Challenges on Mount Washington
2010-09-30 22:35:16.000 – Brian Clark, Observer and Meteorologist
Water, water, everywhere
While I was in the kitchen making lunch this afternoon, I had an interesting conversation with fellow observer Mike Finnegan and our volunteer for the week, Matt Stearns. Matt brought up a topic from our weekly Wednesday shift change meeting from the previous day, and mentioned that although probably mundane to us, he found the problems and challenges that we face while working in this setting very intriguing. My response was something along the lines of, ‘They’re interesting for us at first, but often they quickly turn to nuisances and frustrations when they recur over and over again’.
Now it doesn’t take long working on the summit to realize that we face some very unique challenges in completing our mission as a non-profit scientific, education, and research organization. Although winter tends to bring these in greater frequency, every season has its problems.
Take today for example.
If you live anywhere on the east coast, you already know that saying it rained today would be an understatement. Mount Washington was certainly no exception with almost 1.5 inches of rain measured as of the writing of this comment. All that water, coupled with ‘moderate’ winds (40-60 mph) forces water through the smallest of cracks in the building. Considering that the Sherman Adams Building is now almost exactly 30 years old, those cracks and crevices are quite numerous. Of course, we have tried numerous ways of keeping the water out: silicone sealant, foam weather seal, etc.
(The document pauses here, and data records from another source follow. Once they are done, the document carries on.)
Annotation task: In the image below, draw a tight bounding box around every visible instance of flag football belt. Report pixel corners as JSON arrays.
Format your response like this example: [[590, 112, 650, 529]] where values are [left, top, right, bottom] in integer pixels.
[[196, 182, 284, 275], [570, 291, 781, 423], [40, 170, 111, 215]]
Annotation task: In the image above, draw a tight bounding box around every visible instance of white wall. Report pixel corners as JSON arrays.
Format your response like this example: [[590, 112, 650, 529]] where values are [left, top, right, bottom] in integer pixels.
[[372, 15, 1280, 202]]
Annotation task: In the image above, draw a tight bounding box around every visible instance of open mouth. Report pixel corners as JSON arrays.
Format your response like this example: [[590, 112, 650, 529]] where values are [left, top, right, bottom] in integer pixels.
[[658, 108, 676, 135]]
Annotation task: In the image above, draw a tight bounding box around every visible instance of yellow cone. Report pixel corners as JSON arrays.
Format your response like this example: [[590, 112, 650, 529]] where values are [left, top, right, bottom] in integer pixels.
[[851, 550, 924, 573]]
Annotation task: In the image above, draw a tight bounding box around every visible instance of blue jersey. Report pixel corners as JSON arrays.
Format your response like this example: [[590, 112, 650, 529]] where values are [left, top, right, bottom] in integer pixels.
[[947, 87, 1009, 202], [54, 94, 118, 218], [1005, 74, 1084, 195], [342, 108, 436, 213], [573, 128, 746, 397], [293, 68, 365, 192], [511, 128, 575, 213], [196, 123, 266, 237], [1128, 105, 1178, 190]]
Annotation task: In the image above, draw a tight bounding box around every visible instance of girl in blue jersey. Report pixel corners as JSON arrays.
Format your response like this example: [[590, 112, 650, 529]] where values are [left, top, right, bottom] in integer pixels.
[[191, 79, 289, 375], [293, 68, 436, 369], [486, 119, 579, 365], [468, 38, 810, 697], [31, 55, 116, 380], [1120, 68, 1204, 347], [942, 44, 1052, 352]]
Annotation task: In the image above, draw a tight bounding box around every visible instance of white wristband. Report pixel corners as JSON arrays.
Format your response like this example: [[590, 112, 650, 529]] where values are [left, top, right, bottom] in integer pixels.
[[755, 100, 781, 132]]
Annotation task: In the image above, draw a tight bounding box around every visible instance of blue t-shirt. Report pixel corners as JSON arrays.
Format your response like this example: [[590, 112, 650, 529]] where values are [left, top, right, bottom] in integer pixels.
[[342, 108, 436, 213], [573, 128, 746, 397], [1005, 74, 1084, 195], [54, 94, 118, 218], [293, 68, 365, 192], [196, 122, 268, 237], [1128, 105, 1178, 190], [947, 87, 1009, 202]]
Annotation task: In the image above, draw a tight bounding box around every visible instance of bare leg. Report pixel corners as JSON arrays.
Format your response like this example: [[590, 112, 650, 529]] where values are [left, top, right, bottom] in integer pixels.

Sometimes it works, most of the time, it doesn’t. In the end, placing buckets in strategic locations is often the only real ‘solution’.
All this water not only makes a mess, but also makes things that should seem like simple tasks, very complex to nearly impossible. For example, painting the concrete floor in the Cold Room, one of the levels of our tower. This summer we have made a concerted effort to clean and paint the tower, and this floor is one of the last things to complete in that effort. On advice from a paint expert, we purchased an epoxy paint that would typically be used to paint something like a garage floor. The problem: it turns out this paint needs about one week of dry conditions to really cure properly, and then be resistant to the effects of water. If you know anything about Mount Washington, you know that getting even just two or three consecutive days of dry weather is very, very rare. So unfortunately, after just a week and a half, some of the paint on the Cold Room floor is already starting to peel up because water pools on the floor. This is not a new problem, and definitely falls under the category of challenges that just get more frustrating as time goes on.
In the end though, this facet of working on Mount Washington is one of the reasons that I enjoy working here. Just when I think you’ve figured everything out, something new comes along, keeping me on my toes and always keeping me challenged. Luckily for me, this is not only something I look for in a job, but also in life in general.